February 9, 2013 - 1:09 pm
Battlestar Galactica bombshell Tricia Helfer gave us a couple of minutes during her busy time at the Dallas Sci-Fi Expo. Helfer portrayed Number Six, a far future Mephistopheles who twisted minds as her Cylon race waged war to exterminate humanity. But there turned out to be more to Number Six, and it turns out, there’s much more to the woman behind the sexy robot in a red dress.






That picture on the bike makes her look like a (nice) Kara Thrace in real life.
Also, it was Six who hooked me on BSG. I’ll never forget the image of the window blowing in with that skanky coward Gaius cowering behind her.
I was more of a number 8 man myself.
I think I’m with you on that one, Mauser.
In any case, a great series.
+1 when she is a brunet.
I was so scarred by the awful disco original series I’ve never watched this one. But the idea of a sentient machine civilization that has it in for humans has a long history in SF and is a kinda fun plot device.
One of the best short SF stories I’ve ever read, and one of the least known, is Poul Anderson’s Epilogue, originally published in an Anderson anthology, Time and Stars, in 1964. It is about man and machine cultural conflict as a subject.

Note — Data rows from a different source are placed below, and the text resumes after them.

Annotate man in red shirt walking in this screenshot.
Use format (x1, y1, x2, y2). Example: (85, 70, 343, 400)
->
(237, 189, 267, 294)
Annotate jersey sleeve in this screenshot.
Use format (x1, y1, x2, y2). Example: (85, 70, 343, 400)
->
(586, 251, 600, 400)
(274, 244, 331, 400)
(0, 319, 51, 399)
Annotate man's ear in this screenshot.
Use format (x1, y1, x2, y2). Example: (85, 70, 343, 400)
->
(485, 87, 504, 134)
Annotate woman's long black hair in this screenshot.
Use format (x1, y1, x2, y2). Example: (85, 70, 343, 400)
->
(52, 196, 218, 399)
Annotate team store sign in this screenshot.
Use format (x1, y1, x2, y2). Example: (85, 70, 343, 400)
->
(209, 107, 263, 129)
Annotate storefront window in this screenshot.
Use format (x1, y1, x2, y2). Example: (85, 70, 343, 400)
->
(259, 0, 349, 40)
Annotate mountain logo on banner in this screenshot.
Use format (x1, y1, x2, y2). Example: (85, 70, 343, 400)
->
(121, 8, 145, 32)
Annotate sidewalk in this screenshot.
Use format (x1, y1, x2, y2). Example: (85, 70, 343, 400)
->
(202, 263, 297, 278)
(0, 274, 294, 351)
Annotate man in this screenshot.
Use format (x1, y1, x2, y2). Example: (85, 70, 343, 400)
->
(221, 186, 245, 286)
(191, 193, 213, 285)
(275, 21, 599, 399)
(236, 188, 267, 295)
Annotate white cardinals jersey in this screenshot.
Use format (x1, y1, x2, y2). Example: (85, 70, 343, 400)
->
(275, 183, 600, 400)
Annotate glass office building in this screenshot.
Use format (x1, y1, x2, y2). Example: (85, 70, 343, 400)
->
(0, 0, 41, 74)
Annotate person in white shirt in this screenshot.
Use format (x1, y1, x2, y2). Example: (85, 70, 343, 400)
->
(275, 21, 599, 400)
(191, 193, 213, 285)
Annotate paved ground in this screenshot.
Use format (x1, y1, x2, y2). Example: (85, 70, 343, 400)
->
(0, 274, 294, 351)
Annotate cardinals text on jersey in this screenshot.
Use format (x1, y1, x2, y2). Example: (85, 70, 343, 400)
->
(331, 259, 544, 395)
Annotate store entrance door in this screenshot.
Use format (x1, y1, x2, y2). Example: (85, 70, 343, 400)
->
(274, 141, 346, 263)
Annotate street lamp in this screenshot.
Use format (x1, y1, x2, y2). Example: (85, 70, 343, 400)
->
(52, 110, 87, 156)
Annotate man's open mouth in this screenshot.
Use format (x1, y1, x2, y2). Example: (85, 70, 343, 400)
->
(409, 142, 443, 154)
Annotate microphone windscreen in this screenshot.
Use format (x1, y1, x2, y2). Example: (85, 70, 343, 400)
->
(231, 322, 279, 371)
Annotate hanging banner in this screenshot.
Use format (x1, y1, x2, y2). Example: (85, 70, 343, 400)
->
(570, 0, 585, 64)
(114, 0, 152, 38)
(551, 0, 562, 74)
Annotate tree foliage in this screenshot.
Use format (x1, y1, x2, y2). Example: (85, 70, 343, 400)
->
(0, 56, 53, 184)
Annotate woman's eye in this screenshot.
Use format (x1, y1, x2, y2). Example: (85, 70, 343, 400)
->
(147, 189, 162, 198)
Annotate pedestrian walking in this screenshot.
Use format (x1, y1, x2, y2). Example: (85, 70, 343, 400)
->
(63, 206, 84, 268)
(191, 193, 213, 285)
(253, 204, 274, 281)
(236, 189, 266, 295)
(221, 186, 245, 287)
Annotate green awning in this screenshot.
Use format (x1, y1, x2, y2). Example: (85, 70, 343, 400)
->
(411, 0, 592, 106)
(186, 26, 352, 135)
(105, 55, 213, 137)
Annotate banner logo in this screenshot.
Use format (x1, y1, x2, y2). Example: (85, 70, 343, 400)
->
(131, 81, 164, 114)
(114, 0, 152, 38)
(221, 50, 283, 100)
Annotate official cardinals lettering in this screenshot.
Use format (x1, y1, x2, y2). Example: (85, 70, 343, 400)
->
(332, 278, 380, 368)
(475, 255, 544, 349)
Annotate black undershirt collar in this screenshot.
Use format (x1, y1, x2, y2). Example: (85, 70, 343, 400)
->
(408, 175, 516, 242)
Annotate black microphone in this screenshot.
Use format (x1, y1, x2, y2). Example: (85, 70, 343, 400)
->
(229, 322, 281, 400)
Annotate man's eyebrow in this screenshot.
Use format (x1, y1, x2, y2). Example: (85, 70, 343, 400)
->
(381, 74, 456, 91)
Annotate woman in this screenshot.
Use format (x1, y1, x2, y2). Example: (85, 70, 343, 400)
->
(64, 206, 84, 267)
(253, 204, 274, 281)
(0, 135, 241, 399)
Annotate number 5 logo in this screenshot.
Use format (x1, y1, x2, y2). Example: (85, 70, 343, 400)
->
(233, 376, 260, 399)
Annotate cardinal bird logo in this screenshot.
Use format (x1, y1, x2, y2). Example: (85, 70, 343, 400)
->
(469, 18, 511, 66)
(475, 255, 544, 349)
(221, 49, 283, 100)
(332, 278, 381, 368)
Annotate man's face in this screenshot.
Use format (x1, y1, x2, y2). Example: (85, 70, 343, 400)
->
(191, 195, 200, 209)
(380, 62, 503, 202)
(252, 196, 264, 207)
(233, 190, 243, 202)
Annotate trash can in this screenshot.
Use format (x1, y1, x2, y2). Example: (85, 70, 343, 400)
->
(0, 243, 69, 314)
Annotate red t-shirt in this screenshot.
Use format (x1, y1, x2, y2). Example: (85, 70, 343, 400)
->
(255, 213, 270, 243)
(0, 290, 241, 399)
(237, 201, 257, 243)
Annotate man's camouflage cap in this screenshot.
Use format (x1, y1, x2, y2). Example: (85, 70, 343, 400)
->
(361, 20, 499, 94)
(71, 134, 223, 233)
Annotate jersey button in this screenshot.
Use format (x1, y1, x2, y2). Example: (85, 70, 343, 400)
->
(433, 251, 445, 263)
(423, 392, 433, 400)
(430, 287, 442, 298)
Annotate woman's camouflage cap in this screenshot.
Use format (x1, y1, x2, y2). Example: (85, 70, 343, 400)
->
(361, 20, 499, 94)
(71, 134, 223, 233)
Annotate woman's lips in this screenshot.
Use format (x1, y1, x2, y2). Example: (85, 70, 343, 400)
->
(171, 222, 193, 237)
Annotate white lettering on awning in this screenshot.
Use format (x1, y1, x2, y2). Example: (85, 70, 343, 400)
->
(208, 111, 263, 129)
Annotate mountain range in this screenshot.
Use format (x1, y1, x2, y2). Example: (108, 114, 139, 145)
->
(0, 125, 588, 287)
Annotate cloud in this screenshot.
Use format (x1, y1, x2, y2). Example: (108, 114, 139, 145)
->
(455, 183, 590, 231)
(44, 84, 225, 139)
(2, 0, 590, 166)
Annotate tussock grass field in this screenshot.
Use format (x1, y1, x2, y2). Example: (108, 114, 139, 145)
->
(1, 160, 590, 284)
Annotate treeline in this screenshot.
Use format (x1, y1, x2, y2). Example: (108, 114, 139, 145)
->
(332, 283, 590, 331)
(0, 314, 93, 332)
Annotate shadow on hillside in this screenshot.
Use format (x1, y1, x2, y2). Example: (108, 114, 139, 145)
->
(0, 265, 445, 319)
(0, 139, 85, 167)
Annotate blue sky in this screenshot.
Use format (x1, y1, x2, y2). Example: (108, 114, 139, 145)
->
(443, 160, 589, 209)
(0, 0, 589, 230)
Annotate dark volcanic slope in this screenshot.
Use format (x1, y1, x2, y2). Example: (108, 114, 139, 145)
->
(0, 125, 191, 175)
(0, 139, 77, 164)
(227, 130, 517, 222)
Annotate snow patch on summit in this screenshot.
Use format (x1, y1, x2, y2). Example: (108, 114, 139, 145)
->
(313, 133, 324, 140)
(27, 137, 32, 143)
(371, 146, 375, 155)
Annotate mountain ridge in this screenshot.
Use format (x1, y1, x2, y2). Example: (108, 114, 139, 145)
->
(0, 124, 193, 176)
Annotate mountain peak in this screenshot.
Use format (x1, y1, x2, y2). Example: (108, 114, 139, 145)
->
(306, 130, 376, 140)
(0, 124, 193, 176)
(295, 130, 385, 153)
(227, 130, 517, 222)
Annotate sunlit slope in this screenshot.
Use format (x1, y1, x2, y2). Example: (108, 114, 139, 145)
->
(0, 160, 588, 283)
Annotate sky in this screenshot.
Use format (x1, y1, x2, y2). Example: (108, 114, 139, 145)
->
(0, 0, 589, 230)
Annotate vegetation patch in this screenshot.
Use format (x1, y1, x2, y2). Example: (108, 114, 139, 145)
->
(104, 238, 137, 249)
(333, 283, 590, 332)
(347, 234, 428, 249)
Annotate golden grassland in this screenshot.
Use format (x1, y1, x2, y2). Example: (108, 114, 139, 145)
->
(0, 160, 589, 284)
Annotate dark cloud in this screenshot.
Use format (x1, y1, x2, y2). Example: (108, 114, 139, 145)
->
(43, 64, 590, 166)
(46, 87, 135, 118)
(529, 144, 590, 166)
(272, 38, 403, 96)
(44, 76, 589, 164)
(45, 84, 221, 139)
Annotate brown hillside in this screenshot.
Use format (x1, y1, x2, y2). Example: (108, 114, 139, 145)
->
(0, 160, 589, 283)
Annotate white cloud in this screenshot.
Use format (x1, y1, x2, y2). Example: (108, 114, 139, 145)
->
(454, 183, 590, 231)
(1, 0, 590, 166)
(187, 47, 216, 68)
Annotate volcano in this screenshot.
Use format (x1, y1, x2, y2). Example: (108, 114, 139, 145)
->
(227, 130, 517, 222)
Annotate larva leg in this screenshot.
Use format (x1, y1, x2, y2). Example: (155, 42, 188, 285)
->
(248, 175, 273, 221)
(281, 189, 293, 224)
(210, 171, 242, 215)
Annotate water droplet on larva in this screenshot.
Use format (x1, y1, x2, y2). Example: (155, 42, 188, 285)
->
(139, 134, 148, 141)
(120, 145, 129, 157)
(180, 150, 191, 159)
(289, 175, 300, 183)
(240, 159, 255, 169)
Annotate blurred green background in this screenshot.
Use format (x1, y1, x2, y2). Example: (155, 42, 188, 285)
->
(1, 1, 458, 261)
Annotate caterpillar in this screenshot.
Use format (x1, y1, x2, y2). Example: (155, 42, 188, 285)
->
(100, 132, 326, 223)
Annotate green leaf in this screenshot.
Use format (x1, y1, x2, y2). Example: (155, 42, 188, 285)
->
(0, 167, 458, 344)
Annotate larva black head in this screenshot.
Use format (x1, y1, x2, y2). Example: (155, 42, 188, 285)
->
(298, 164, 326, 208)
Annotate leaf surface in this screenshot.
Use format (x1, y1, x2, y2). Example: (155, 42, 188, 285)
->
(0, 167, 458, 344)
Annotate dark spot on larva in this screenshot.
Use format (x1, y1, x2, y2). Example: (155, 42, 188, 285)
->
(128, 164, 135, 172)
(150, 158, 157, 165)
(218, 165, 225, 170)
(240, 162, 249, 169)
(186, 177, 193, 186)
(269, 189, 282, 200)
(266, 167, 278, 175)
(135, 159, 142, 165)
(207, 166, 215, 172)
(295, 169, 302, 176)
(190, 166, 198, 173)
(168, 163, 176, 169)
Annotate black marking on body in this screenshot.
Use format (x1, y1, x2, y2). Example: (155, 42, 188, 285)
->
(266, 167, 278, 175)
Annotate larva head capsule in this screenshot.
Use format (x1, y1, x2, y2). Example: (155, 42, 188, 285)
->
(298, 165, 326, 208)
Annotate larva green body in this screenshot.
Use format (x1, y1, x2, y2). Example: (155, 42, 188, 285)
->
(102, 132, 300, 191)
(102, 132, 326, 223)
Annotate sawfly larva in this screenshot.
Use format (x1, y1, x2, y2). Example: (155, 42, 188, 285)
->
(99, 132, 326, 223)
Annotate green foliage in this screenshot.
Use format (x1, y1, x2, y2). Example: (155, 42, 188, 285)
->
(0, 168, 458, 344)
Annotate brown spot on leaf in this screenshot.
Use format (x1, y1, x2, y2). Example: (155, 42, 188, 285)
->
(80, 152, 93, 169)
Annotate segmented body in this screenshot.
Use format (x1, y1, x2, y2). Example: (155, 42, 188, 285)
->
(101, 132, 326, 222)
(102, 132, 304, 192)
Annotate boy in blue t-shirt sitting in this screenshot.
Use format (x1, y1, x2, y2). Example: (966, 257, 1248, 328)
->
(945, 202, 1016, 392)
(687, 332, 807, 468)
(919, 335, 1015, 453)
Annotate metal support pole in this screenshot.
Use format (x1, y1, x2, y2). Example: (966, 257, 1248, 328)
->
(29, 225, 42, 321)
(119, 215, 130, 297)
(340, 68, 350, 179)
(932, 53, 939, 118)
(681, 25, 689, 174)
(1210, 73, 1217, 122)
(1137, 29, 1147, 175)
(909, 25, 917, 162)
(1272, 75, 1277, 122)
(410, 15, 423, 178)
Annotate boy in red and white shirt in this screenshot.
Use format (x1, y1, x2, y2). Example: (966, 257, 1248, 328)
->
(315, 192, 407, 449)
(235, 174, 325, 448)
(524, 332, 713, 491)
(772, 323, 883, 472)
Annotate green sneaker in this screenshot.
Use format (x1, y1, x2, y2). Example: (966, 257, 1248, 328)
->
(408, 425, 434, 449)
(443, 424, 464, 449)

Burton, are you sure you’re not conflating the original BSG w/ Gil Gerard’s Buck Rodgers in the 25th Century. BSG was a reasonably solid action/adventure series that suffered from the realities of the era it was made and a very tight budget. Buck Rodgers WAS a disco trainwreck that tried to cash in on ever trope and gimmick late 70s ever learned. And both suffered from the producers completely half-assing it by the second ep.